Another thing I want to say is that what happened on your end, on college campuses, universities and so on, has made its way to Israel and to the hearts of the Israelis. Suddenly I think that many Israelis felt that we’re all one in many ways. We’re just Jews who happen to live in Israel, but we could actually be in Berkeley right now and experiencing what you guys have been experiencing.
For many Israelis, it was a turning point in the understanding of being part of something so much bigger than Israel.
But there’s another thing that I think Israelis have experienced. The major voice of American Jews was always coming through the lens of the Democratic, more liberal, more progressive party. Now, the progressive camp in Israel feels that they are being betrayed by the liberal, progressive camp outside of Israel — not Jews, the general public.

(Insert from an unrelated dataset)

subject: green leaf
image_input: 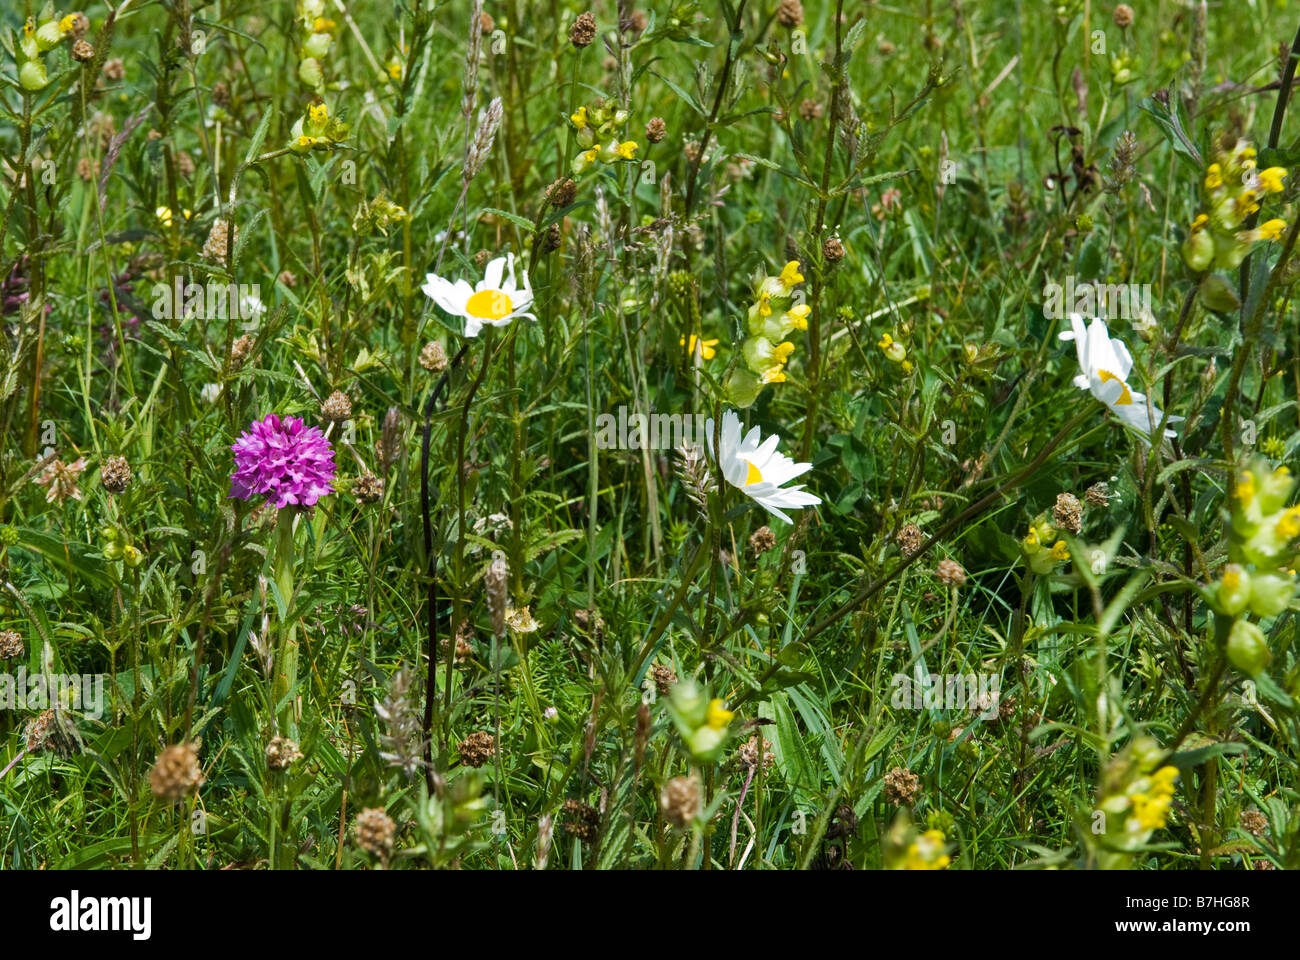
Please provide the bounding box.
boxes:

For example, Federation helped organizations of women here in Israel to research and write white papers for the U.N. in order to acknowledge the sex crimes that happened on Oct. 7. Federation had to give this money because the global partners of these organizations turned their backs on them.
I’m sure you saw reporting from the Forward that the JFNA raised more than $850 million for Israel after Oct. 7, but that 40% of those funds hadn’t been spent as of late August. Can you talk about how funds from the U.S. are actually disbursed and why there might be delays?
This is exactly the 80% that I was talking about that we forwarded to the JFNA. The reason some of the funds were not deployed was because they were waiting to see what would happen in the north. There are so many evacuees, and we know that having them come back home to their communities will require tons of money and support. So I think [withholding some spending] actually was very smart.
It’s been almost a year since Oct. 7. What is the most practical thing American Jews can do right now to support Israelis?
One, trust that we will prevail. We will prevail even though there’s a deep darkness right now. There’s a lot of sadness, frustration, there’s grief and pain, but there’s light that is waiting for us. I’m not talking just about the Israeli people. I’m talking about the Jewish people at large. There’s a huge potential here for a restart, to reclaim Jewish peoplehood.
The second thing, and it’s not political, is the acknowledgement, or the understanding, of how dependent we in Israel are on the support of the United States, both the Jewish community and the support for Israel from the U.S. administration.
The third thing, if you ask me how to help, we need to alter the next chapter of Israel. We need to rebuild Israel, and we have to do it together. We want to make sure that now, when we rebuild our broken systems, when we build our broken cities, we’re going to do it together, hand in hand, all of the factions of Israel. Because really, this is the superpower of [our] people. Let’s find ways to stick together, here in Israel and across the Jewish world.